It is not difficult to imagine why the ministers concerned looked at this scheme. The levels of unemployment in certain ethnic communities are disturbingly high, there is some (albeit disputed) evidence from the United States that “positive discrimination” can encourage employers to look for more diverse recruits and some might take the view that the public sector is uniquely placed to engage in such an enterprise (although taxpayers interested solely in value-for-money might not be as charitable).
Yet there are a host of problems of principle and practicality that are exposed here. Neither employers nor employees may have much enthusiasm for allocating staff into assigned ethnic and racial classifications, especially as many people do not fit easily into a simple category. It is not obvious that it is the function of the state to be so intrusive or to add additional bureaucratic conditions when tendering for many public contracts is already a notoriously complex affair and costly as a consequence.
There might be many reasons why the ethnic make-up of a particular business could differ from its surrounding community, not least because there will be other fields in which workers from minority backgrounds are “overrepresented”. The term “ethnic communities” covers an increasingly wide range of individuals, some of whose “group” have unemployment rates that are at or below the national average and not well above it.

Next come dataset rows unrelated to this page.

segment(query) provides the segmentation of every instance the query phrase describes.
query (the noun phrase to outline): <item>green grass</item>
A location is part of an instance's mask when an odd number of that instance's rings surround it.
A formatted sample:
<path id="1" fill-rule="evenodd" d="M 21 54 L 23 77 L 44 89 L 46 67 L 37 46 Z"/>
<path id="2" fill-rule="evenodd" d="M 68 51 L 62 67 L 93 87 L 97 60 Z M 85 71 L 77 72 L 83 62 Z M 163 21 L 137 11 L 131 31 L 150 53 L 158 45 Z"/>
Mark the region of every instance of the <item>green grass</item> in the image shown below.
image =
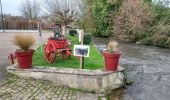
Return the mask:
<path id="1" fill-rule="evenodd" d="M 71 49 L 73 51 L 74 44 L 79 44 L 78 38 L 67 36 L 67 39 L 69 39 L 72 43 Z M 90 57 L 84 59 L 84 68 L 85 69 L 102 69 L 103 68 L 103 57 L 98 52 L 98 50 L 93 46 L 92 43 L 89 44 L 90 46 Z M 54 63 L 48 63 L 44 60 L 44 47 L 39 47 L 33 56 L 33 66 L 50 66 L 50 67 L 60 67 L 60 68 L 76 68 L 78 69 L 80 64 L 80 59 L 76 58 L 74 56 L 71 56 L 69 60 L 62 60 L 58 57 L 56 57 L 56 60 Z"/>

If this initiative is pursued, then it is likely to become a sociologist's paradise. Arcane assessments will need to be made as to how precisely to evaluate a workforce and then determine whether or not a reasonable effort has been made to be “proportionate”. It would not be surprising if the businesses involved concluded that seeking contracts at places such as Job Centre Plus offices was not worth the trouble and withdrew from consideration. If so, nothing positive will have come from this positive discrimination.
Ministers are right to think that government can play an active role in this area. That is best achieved, though, in concentrating on the fundamentals — education, training and ensuring the best possible employment information — not a ham-fisted attempt to manipulate hiring practice through access to public expenditure that will take the merit out of meritocracy. August might be an apt time quietly to set aside this misguided innovation.